Here's how many Canadians would choose to take a COVID-19 vaccine: poll
Health Canada has approved the use of Gardasil 9 in men ages 27 to 45. (Jovanmandic / Istock.com)
VANCOUVER -- The majority of Canadians would take a vaccine against COVID-19 if it was available, a new poll suggests.
The survey, conducted by Research Co., found 75 per cent of Canadians would take the vaccine. That number is slightly higher than when Canadians were polled on the same question in April.
Even more B.C. residents said they'd consider a vaccine, with 80 per cent polled saying they'd either "definitely" or "probably" get one.
But 15 per cent of Canadians polled said they would "probably not" or "definitely not" get a vaccine if it became available. Another 11 per cent said they weren't sure.
With B.C. currently in Phase 3 of its restart plan, health officials have said the province is unlikely to move onto Phase 4 until there's a either a vaccine or a reliable treatment.
In fact, provincial health officer Dr. Bonnie Henry said Thursday that the virus is here to stay until one of those are developed.
"I know some people may be thinking this is all over and they can relax and go back to normal, but until effective treatment or a vaccine is available, we know that this virus is going to circulate in our communities," she said.
In the meantime, Canadians are still taking other precautions to protect themselves from COVID-19.
Almost half of Canadians say they wear a mask every time they go out.

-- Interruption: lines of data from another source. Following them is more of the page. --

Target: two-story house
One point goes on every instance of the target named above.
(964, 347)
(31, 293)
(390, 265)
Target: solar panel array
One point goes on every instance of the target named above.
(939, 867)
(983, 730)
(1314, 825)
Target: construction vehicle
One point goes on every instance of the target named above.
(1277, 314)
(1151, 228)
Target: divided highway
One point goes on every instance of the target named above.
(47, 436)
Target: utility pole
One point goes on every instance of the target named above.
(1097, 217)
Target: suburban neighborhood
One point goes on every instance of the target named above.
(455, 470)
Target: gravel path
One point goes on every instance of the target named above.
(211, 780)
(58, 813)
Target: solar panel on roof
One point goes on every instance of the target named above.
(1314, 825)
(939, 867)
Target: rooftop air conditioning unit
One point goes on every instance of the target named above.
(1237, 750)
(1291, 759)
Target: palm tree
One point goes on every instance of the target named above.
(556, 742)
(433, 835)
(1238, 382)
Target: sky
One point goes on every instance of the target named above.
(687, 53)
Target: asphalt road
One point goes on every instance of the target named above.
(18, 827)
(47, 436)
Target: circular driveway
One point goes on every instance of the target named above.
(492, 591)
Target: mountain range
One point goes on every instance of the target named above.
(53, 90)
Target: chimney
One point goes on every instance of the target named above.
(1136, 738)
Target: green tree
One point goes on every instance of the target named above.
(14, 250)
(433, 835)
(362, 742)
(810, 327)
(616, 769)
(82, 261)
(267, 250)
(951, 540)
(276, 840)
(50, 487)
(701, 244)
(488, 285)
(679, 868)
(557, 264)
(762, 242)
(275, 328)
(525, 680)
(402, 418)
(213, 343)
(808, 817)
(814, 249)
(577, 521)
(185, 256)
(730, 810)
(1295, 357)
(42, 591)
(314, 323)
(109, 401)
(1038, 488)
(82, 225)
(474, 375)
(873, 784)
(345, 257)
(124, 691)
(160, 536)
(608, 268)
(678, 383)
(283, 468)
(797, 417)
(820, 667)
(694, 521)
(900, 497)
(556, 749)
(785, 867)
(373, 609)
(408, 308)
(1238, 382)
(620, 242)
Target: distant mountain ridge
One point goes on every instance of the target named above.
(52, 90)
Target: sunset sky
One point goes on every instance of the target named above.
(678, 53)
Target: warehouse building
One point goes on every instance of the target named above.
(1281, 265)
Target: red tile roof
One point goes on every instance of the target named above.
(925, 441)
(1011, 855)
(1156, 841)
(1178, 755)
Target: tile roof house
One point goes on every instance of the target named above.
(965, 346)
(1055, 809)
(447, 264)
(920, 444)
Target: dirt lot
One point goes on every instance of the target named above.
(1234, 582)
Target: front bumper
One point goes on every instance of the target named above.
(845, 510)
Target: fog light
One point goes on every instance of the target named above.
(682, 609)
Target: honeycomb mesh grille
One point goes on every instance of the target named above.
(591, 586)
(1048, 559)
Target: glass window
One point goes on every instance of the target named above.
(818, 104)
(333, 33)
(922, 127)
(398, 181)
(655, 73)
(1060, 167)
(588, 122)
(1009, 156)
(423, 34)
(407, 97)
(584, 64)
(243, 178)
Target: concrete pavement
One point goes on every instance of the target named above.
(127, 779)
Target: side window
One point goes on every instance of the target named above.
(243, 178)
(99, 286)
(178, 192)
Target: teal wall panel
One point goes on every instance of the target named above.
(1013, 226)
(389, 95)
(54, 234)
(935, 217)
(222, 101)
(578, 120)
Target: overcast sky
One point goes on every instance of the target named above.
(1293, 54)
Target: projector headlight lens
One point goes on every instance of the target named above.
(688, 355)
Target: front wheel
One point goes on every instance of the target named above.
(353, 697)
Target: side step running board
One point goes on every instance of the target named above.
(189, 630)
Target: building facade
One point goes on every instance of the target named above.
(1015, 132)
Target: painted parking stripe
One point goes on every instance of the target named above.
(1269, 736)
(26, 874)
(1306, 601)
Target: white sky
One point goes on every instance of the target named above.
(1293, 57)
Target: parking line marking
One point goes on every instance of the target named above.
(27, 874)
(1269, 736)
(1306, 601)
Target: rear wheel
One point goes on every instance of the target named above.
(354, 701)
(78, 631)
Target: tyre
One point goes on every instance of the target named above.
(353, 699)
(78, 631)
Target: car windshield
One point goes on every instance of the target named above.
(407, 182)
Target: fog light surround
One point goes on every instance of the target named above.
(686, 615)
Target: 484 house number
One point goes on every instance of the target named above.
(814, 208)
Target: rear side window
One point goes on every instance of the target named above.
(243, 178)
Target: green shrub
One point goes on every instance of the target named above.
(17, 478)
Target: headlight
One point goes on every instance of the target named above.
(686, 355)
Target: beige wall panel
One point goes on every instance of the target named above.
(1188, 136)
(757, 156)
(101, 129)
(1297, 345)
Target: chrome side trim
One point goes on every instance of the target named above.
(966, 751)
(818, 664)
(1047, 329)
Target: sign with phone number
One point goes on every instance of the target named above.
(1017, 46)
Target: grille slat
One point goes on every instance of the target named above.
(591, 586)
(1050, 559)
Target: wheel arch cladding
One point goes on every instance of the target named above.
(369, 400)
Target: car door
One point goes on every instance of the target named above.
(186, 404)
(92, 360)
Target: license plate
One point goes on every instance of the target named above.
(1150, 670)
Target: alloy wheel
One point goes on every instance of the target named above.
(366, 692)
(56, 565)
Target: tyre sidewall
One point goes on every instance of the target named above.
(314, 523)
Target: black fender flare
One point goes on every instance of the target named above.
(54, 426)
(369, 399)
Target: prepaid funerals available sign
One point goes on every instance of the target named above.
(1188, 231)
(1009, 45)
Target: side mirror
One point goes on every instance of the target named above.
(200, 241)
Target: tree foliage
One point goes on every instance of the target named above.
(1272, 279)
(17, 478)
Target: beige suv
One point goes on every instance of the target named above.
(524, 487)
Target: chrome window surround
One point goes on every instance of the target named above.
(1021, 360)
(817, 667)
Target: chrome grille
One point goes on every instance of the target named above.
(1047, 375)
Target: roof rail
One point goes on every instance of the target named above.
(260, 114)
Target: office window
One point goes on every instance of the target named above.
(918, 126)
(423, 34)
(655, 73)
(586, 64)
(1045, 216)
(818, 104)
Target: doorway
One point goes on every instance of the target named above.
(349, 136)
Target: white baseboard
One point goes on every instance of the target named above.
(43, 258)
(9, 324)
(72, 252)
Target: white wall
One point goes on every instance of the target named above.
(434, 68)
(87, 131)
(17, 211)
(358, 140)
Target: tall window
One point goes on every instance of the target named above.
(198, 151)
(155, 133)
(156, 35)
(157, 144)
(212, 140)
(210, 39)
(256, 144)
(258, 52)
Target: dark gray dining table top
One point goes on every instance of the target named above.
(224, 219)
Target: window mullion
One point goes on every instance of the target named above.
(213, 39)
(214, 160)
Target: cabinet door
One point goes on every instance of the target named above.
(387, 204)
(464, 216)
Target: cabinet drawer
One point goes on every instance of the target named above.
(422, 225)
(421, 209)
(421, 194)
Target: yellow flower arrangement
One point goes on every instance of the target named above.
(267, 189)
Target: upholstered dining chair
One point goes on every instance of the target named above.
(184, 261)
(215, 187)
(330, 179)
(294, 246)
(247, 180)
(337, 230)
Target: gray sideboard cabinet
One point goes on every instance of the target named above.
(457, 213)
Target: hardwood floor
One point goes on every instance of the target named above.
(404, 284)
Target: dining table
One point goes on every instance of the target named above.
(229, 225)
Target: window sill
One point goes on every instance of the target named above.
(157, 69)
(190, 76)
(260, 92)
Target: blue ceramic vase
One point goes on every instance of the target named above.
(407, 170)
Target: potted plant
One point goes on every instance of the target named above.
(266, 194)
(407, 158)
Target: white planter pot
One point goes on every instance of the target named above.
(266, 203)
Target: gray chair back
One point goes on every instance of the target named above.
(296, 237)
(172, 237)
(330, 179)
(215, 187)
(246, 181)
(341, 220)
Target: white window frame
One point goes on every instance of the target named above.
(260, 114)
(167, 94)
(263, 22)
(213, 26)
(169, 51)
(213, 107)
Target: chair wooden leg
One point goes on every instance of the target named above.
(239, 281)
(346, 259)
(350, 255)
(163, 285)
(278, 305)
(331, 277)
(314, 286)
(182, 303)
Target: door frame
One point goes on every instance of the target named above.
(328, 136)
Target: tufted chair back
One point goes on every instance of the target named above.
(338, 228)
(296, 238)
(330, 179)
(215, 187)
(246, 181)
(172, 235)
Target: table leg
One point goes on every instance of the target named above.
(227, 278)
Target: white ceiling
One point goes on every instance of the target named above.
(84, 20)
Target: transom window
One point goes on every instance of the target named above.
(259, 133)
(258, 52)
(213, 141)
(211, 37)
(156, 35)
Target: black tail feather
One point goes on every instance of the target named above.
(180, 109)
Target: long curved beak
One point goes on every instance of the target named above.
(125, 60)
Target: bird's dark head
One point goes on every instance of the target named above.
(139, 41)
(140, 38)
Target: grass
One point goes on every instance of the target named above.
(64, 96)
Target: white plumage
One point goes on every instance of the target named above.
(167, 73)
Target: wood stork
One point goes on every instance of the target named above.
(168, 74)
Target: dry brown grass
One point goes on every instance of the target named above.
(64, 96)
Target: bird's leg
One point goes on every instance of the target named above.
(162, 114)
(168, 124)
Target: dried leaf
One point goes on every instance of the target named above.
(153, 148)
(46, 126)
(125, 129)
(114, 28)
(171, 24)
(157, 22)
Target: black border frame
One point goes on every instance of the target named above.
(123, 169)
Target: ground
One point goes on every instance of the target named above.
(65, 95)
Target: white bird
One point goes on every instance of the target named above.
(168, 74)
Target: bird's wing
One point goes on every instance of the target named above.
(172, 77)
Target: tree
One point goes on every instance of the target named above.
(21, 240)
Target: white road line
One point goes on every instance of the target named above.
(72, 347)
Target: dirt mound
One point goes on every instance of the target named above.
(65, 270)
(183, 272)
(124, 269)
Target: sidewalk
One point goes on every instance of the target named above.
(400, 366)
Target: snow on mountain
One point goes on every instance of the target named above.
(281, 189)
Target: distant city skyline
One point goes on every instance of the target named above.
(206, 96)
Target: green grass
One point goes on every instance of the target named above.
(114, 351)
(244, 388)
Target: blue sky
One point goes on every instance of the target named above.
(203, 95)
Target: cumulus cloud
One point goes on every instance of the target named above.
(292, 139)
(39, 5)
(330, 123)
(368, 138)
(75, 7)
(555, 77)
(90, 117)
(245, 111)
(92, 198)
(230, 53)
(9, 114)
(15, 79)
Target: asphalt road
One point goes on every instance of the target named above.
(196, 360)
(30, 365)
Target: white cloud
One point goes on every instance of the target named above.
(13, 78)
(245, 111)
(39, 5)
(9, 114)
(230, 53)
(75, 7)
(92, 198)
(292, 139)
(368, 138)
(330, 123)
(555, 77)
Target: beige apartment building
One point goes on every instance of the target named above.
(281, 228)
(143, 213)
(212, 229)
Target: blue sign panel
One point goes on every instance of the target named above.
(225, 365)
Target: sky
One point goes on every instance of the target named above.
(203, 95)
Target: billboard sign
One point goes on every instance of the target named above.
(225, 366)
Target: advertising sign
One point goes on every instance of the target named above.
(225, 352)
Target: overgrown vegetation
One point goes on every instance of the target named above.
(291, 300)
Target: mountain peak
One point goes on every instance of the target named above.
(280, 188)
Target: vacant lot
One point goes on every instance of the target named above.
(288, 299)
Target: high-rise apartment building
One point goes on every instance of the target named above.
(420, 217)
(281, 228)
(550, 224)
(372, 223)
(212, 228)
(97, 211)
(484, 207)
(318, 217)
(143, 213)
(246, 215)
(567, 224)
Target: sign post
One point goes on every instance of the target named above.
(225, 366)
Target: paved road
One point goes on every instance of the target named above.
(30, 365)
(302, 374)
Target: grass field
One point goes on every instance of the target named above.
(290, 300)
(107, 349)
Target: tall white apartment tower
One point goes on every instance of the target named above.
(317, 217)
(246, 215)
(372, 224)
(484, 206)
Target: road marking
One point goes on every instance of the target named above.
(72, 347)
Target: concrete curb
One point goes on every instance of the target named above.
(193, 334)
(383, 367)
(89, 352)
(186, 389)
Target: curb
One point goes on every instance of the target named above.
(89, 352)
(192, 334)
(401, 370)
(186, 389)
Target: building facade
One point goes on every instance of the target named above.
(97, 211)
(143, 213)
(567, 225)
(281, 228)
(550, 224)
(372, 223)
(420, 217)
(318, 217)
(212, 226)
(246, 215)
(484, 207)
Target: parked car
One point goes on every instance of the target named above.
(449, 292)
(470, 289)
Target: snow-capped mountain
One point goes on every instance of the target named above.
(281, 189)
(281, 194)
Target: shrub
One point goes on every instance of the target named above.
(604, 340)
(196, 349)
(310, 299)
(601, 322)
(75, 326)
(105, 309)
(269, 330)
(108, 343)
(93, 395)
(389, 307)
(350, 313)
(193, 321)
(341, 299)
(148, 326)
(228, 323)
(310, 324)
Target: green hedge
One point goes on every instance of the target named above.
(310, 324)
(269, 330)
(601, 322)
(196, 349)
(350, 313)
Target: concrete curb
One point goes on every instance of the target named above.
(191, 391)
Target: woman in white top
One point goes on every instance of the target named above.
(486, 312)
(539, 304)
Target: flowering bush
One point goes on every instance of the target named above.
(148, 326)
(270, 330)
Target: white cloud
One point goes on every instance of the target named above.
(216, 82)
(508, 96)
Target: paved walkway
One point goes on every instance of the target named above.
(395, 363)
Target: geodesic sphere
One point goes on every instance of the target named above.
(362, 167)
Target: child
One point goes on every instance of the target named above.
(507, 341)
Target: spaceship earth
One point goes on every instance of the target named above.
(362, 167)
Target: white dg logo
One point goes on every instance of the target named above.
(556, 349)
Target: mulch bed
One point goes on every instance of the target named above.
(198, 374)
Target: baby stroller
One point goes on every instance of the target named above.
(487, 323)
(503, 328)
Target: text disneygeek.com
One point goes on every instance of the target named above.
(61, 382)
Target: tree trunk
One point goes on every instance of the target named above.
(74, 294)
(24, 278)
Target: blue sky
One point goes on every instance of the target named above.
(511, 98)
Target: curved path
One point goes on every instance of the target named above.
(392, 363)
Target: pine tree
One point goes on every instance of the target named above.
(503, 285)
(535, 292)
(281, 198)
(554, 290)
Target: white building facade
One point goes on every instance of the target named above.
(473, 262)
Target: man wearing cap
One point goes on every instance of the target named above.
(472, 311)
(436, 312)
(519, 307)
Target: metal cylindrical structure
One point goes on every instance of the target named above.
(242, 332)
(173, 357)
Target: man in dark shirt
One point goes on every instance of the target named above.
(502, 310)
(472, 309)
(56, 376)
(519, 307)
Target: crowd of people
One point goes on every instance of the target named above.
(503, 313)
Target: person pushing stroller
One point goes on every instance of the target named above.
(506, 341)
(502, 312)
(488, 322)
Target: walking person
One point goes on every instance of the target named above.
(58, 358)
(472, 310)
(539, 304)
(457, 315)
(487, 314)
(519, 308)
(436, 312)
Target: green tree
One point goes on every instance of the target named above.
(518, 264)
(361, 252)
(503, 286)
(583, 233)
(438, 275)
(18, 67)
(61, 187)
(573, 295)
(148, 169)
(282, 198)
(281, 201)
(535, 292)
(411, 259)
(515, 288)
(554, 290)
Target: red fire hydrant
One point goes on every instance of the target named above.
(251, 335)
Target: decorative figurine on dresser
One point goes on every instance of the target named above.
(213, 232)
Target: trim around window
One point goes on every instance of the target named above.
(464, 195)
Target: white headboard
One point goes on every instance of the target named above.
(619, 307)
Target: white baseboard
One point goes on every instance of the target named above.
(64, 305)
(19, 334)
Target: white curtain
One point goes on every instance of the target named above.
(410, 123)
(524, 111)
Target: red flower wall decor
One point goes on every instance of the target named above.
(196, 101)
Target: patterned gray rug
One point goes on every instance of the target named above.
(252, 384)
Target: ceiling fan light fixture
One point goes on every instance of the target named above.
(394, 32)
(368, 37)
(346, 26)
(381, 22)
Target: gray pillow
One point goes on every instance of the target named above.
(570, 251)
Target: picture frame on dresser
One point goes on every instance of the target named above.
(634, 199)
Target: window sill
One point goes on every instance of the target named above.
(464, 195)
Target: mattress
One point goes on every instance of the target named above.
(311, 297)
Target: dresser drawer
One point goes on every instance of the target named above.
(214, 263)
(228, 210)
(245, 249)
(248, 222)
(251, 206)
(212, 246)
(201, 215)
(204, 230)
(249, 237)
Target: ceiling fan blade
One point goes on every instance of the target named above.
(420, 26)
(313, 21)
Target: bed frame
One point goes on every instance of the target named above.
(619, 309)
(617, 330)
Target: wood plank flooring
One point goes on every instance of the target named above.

"There is a big gender gap when it comes to wearing protective masks outside the home," said Mario Canseco, president of Research Co., in a news release.
"While more than half of women in Canada (57 per cent) are not leaving their home without a mask, only 39 per cent of men are partaking in the same behaviour."
As well, about two-in-five Canadians say they're cleaning any groceries they buy, while 23 per cent say they're not ordering takeout because they're afraid of infection.
Research Co.'s results are based on an online study conducted from June 26 to June 28, 2019, among 1,000 adults in Canada. The margin of error—which measures sample variability—is plus or minus 3.1 percentage points, 19 times out of 20.